XXXVII. First of all, Thales, one of the seven, to whom they say that the other six yielded the preeminence, said that everything originated out of water; but he failed to convince Anaximander, his countryman and companion, of this theory; for his idea was that there was an infinity of nature from which all things were produced. After him, his pupil, Anaximenes, said that the air was infinite, but that the things which were generated from it were finite; and that the earth, and water, and fire, were generated, and that from them was produced everything else. Anaxagoras said that matter was infinite; but that from it were produced minute particles resembling one another; that at first they were confused, but afterwards brought into order by divine intellect. Xenophanes, who was a little more ancient still, asserted that [pg 079] all things were only one single being, and that that being was immutable and a god, not born, but everlasting, of a globular form. Parmenides considered that it is fire that moves the earth, which is formed out of it. Leucippus thought that there was a plenum, and a vacuum; Democritus resembled him in this idea, but was more copious on other matters: Empedocles adopts the theory of the four ordinary and commonly known elements. Heraclitus refers everything to fire; Melissus thinks that what exists is infinite, immutable, always has existed, and always will. Plato thinks that the world was made by God, so as to be eternal, out of matter which collects everything to itself. The Pythagoreans affirm that everything proceeds from numbers, and from the principles of mathematicians.

Now of all these different teachers the wise man will, I imagine, select some one to follow; all the rest, numerous, and great men as they are, will be discarded by him and condemned; but whichever doctrine he approves of he will retain in his mind, being comprehended in the same manner as those things which he comprehends by means of the senses; nor will he feel any greater certainty of the fact of its now being day, than, since he is a Stoic, of this world being wise, being endowed with intellect, which has made both itself and the world, and which regulates, sets in motion, and governs everything. He will also be persuaded that the sun, and moon, and all the stars, and the earth, and sea, are gods, because a certain animal intelligence pervades and passes through them all: but nevertheless that it will happen some day or other that all this world will be burnt up with fire.

XXXVIII. Suppose that all this is true: (for you see already that I admit that something is true,) still I deny that these things are comprehended and perceived. For when that wise Stoic of yours has repeated all that to you, syllable by syllable, Aristotle will come forward pouring forth a golden stream of eloquence, and pronounce him a fool; and assert that the world has never had a beginning, because there never existed any beginning of so admirable a work from the adoption of a new plan: and that the world is so excellently made in every part that no power could be great enough to cause such motion, and such changes; nor could any time whatever be long enough to produce an old age capable of causing all this beauty to decay and perish. It will be indispensable for [pg 080] you to deny this, and to defend the former doctrine as you would your own life and reputation; may I not have even leave to entertain a doubt on the matter? To say nothing about the folly of people who assent to propositions rashly, what value am I to set upon a liberty which will not allow to me what is necessary for you? Why did God, when he was making everything for the sake of man, (for this is your doctrine,) make such a multitude of water-serpents and vipers? Why did he scatter so many pernicious and fatal things over the earth? You assert that all this universe could not have been made so beautifully and so ingeniously without some godlike wisdom; the majesty of which you trace down even to the perfection of bees and ants; so that it would seem that there must have been a Myrmecides[12] among the gods; the maker of all animated things.

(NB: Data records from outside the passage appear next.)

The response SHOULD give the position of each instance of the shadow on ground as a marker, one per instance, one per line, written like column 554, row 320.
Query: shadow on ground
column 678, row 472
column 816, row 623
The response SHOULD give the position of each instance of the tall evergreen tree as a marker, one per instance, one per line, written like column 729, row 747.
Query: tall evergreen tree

You say that nothing can have any power without God. Exactly opposite is the doctrine of Strato of Lampsacus, who gives that God of his exemption from all important business. But as the priests of the gods have a holiday, how much more reasonable is it that the gods should have one themselves? He then asserts that he has no need of the aid of the gods to account for the making of the world. Everything that exists, he says, was made by Nature: not agreeing with that other philosopher who teaches, that the universe is a concrete mass of rough and smooth, and hooked and crooked bodies, with the addition of a vacuum: this he calls a dream of Democritus, and says that he is here not teaching, but wishing;—but he himself, examining each separate part of the world, teaches that whatever exists, and whatever is done, is caused, or has been caused, by natural weights and motions. In this way he releases God from a great deal of hard work, and me from fear; for who is there who, (when he thinks that he is an object of divine care,) does not feel an awe of the divine power day and night? And who, whenever any misfortunes happen to him (and what man is there to whom none happen?) feels a dread lest they may have befallen him deservedly—not, indeed, that I agree with that; but neither do I with you: at one time I think one doctrine more probable, and at other times I incline to the other.

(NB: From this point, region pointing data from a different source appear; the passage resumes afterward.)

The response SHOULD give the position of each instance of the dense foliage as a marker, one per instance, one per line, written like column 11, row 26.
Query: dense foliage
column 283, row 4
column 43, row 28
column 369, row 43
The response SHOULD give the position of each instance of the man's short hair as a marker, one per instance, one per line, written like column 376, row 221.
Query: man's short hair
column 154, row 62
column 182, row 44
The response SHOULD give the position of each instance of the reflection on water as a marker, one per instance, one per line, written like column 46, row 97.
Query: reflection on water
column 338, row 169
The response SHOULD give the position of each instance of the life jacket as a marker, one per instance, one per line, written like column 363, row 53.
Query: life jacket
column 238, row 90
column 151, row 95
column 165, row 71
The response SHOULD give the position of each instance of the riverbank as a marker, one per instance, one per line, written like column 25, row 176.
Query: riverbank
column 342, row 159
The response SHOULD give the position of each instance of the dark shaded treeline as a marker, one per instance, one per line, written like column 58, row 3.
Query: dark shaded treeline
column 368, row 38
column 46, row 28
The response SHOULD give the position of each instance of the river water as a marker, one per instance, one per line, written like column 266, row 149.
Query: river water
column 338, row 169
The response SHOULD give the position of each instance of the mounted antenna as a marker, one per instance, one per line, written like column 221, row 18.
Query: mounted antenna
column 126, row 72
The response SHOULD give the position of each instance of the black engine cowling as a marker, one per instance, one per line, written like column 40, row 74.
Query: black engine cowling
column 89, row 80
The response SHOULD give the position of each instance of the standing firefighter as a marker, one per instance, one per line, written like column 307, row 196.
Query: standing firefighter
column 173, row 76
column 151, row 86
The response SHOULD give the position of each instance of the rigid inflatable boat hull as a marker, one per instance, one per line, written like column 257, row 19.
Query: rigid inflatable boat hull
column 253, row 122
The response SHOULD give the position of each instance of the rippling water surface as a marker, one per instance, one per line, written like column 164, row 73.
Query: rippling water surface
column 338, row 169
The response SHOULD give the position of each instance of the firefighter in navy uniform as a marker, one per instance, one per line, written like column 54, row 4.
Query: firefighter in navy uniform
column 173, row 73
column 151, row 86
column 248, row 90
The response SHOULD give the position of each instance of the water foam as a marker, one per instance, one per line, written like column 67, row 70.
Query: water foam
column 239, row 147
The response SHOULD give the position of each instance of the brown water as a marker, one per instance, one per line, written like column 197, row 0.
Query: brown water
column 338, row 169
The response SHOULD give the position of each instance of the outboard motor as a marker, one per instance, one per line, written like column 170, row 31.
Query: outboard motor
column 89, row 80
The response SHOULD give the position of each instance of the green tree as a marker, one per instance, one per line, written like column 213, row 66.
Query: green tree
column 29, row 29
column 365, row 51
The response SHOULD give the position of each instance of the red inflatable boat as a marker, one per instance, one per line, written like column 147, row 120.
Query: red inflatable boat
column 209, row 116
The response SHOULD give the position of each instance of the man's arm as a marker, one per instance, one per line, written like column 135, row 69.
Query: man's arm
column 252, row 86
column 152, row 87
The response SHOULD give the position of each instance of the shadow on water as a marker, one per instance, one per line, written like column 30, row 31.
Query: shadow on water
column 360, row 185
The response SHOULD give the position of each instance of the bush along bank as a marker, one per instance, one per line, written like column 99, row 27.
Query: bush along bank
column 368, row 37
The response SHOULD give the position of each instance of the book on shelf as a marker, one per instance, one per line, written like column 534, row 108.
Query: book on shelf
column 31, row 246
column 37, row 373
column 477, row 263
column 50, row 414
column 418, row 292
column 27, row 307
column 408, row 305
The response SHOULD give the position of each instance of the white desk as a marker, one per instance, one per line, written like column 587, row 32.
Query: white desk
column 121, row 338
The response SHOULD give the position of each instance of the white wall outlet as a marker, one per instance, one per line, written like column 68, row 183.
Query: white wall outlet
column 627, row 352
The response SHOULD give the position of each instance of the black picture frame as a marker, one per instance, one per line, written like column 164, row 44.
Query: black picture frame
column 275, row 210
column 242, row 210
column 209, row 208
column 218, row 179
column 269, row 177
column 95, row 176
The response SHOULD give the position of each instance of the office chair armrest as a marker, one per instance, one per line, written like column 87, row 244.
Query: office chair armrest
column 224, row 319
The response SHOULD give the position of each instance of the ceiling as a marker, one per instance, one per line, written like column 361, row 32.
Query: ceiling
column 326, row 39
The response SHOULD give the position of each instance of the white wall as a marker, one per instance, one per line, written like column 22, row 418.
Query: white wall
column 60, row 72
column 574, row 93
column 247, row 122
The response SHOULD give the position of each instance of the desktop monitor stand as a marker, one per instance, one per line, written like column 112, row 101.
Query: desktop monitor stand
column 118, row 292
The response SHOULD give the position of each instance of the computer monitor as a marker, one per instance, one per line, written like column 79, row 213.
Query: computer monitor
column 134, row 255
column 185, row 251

XXXIX. All these mysteries, O Lucullus, lie concealed and enveloped in darkness so thick that no human ingenuity [pg 081] has a sight sufficiently piercing to penetrate into heaven, and dive into the earth. We do not understand our own bodies: we do not know what is the situation of their different parts, or what power each part has: therefore, the physicians themselves, whose business it was to understand these things, have opened bodies in order to lay those parts open to view. And yet empirics say that they are not the better known for that; because it is possible that, by being laid open and uncovered, they may be changed. But is it possible for us, in the same manner, to anatomize, and open, and dissect the natures of things, so as to see whether the earth is firmly fixed on its foundations and sticks firm on its roots, if I may so say, or whether it hangs in the middle of a vacuum? Xenophanes says that the moon is inhabited, and that it is a country of many cities and mountains. These assertions seem strange, but the man who has made them could not take his oath that such is the case; nor could I take mine that it is not the case. You also say that, opposite to us, on the contrary side of the earth, there are people who stand with their feet opposite to our feet, and you call them Antipodes. Why are you more angry with me, who do not despise these theories, than with those who, when they hear them, think that you are beside yourselves?

Hiretas of Syracuse, as Theophrastus tells us, thinks that the sun, and moon, and stars, and all the heavenly bodies, in short, stand still; and that nothing in the world moves except the earth; and, as that turns and revolves on its own axis with the greatest rapidity, he thinks that everything is made to appear by it as if it were the heaven which is moved while the earth stands still. And, indeed, some people think that Plato, in the Timæus, asserts this, only rather obscurely. What is your opinion, Epicurus? Speak. Do you think that the sun is so small?—Do I? Do you yourselves think it so large? But all of you are ridiculed by him, and you in your turn mock him. Socrates, then, is free from this ridicule, and so is Ariston of Chios, who thinks that none of these matters can be known.

But I return to the mind and body. Is it sufficiently known by us what is the nature of the sinews and of the veins? Do we comprehend what the mind is?—where it is?—or, in short, whether it exists at all, or whether, as Dicæarchus [pg 082] thinks, there is no such thing whatever? If there is such a thing, do we know whether it has three divisions, as Plato thought; those of reason, anger, and desire?—or whether it is single and uniform? If it is single and uniform, do we know whether it is fire, or breath, or blood?—or, as Xenocrates says, number without a body?—though, what sort of thing that is, is not very easy to understand. And whatever it is, do we know whether it is mortal or eternal? For many arguments are alleged on both sides.